With Chandrataal in background, ACB, looking for a trail to get across
With Chandrataal in background, ACB, looking for a trail to get across

I too was not really sure on how to find the Jamaica’s camp in dark among all other campsites, but kept that thought aside. First priority was to reach the campsite, then to search for Jamaica’s. Once we were about half a km from campsite, a car carrying a tourist from Singapore came by from the lake’s direction. We requested them to drop us at Jamaica’s campsite. The tourist ( I forgot his name) kindly agreed and we all hopped in. Luckily for us, they were staying in the same campsite, another stroke of luck.

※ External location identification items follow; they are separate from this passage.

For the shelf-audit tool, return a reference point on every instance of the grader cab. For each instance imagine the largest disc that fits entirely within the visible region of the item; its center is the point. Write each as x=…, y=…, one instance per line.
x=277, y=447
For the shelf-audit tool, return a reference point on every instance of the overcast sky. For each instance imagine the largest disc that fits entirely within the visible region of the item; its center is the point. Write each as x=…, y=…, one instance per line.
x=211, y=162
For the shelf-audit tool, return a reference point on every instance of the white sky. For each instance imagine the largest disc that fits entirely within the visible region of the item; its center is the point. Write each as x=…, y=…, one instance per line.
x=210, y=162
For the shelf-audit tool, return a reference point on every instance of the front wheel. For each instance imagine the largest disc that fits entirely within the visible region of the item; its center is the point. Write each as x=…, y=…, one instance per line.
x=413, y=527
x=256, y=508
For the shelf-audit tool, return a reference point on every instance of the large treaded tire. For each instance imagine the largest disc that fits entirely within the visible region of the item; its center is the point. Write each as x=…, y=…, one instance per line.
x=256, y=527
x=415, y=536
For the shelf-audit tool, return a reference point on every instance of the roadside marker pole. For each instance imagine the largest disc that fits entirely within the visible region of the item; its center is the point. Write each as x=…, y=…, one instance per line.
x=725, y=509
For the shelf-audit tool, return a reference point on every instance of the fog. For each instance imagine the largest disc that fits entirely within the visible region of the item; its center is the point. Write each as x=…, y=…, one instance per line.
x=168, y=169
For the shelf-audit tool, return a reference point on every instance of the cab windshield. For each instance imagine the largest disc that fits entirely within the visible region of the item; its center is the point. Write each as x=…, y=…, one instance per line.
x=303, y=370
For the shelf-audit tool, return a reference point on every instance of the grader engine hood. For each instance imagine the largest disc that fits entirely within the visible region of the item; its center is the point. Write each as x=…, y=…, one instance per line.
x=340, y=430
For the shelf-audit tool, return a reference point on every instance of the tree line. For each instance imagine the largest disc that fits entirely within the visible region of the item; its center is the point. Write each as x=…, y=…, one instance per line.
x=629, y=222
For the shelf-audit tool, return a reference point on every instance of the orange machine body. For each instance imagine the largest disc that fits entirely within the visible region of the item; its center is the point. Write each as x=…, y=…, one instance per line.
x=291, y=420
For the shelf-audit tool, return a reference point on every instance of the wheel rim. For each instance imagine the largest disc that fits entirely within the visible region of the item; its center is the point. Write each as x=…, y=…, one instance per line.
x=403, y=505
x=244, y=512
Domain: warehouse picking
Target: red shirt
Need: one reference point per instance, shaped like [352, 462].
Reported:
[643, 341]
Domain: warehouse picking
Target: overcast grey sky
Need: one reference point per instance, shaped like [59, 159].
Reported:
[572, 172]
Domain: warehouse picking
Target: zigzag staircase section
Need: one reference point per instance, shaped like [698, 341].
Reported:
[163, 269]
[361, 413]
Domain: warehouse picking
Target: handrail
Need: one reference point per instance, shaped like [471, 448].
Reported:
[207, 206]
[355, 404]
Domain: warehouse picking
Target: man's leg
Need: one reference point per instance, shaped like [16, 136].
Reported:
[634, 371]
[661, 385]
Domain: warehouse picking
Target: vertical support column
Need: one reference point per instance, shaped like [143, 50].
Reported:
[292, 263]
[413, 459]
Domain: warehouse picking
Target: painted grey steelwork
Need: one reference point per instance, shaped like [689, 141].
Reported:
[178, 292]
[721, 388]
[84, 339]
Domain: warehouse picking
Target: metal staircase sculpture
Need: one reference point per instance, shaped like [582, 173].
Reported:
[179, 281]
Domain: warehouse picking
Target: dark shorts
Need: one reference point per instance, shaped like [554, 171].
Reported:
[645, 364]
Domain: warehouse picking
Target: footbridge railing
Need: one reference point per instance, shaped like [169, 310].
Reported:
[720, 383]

Once we reached the campsite, we took off our shoes and stumbled in to the kitchen tent where Jamaica was sitting with his guests, the two French girls we saw in car, Emili and Andrea. We had some chai, rested and then had some dinner. Jamaica said that he had spotted us on the mountain and whistled and shouted to get our attention as we had passed the trail but we couldn’t spot his signals. My pedometer read 8.70 km, but felt like 16 km. It probably would have been 2 km shorter if we had managed to take the newer trail.

At the time, neither one of us was in very talkative mood and we just entered our tents and fell asleep within seconds.